*M・コズモ03号
(1988年6月30日)より転載

はじめから読む

text/安宅久彦who?

 話がそのことにおよんだ時、婆さんが、そういえば戦時中は御坊さんも時局に遠慮しておいでなさらなかったものだと思い出ばなしをした。すると、宿の主人は、そんなことはない、T――市の空襲があったあとで、心配して浜まで上がってこられたことがあったではないかと反論した。そこで話は老婆と主人との押し問答になり、それ以上の詳しい話を二人の口から聞き出すことはできなかった。

 そのあと、映画会の後片づけが行われている浜辺を久実と二人で見にいった。会場の宴席に使われていたらしい花むしろと鉄材が昼顔の群生のそばに積まれ、おおぜいの人夫たちが立ち働いていた。紅白のボールを立てた演壇はまだ取り壊されずに残っており、万国旗が海風にはためいていた。御坊さんの来浜の遺香をとどめるようなものは何も見当たらない。ただ波打ち際に汚く打ち寄せられた花火の残骸にまじって、昨日の映画に使われた海中ポンプに巻き込まれたらしい魚の死骸がおびただしく上がっており、生臭いにおいがたちこめていた。御坊さんが持ってくるという、臭い魚のことを思い出した。

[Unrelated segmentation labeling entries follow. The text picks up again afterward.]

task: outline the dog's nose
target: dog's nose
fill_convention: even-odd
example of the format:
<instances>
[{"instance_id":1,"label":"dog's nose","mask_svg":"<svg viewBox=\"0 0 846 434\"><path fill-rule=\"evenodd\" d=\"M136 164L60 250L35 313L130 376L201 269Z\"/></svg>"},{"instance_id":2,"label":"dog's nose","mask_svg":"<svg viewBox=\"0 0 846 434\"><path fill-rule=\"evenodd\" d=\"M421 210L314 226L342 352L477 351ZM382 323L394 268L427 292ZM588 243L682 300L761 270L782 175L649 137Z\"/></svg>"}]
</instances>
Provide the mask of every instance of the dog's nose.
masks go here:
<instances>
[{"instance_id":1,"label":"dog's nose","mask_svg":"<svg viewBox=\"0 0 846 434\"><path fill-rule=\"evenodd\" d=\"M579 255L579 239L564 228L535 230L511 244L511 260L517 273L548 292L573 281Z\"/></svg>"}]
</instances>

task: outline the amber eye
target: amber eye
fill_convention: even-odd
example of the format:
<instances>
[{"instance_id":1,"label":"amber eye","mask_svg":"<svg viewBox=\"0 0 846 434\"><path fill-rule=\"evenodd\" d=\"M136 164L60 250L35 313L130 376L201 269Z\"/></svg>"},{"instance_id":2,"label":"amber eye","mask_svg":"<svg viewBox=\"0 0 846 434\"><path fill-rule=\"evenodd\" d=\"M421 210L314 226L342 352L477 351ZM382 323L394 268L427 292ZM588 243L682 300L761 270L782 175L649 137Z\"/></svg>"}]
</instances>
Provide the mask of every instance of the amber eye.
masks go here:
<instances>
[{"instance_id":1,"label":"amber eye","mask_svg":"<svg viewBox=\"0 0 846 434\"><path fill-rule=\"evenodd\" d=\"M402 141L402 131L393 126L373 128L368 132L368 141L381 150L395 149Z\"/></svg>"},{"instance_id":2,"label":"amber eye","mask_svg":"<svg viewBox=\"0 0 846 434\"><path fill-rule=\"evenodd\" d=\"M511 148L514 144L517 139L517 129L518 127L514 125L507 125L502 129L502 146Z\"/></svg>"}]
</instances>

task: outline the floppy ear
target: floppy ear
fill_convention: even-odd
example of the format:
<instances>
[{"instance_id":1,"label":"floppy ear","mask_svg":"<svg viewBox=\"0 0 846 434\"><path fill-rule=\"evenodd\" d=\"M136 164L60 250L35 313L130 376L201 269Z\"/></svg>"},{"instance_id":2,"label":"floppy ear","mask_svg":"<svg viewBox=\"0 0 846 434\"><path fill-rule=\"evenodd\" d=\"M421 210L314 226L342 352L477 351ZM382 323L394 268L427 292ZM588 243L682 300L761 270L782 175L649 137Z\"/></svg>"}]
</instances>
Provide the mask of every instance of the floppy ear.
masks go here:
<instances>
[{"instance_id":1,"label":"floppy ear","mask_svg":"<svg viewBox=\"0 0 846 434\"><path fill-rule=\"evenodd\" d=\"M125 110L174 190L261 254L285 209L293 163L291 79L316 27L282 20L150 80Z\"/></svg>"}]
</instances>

 魚の身体はバラバラに切りきざまれて、どれも元型をとどめなかった。   

 

「その蓋をしめちゃ、いや」

 むずかるように額を押しつけてくる久実を抱いたまま、闇のなかを落下していいく。ほらみろ、わがままを言うから、こんな次第になったではないか。と思いながら目を閉じて落ちるにまかせるうち、闇の幅がせまくなり、落下の速度がそれにつれて粘るように遅くなっていくのを感じた。それでも目の眩むような速さに、瞼をあけることができない。ところが、しゅるしゅるという音がまわりに聞こえ、気がつくと、最初は頭を下に向けてまっさかさまに落下していると感じていたものが、頭を上に上昇しているのだと気づいた。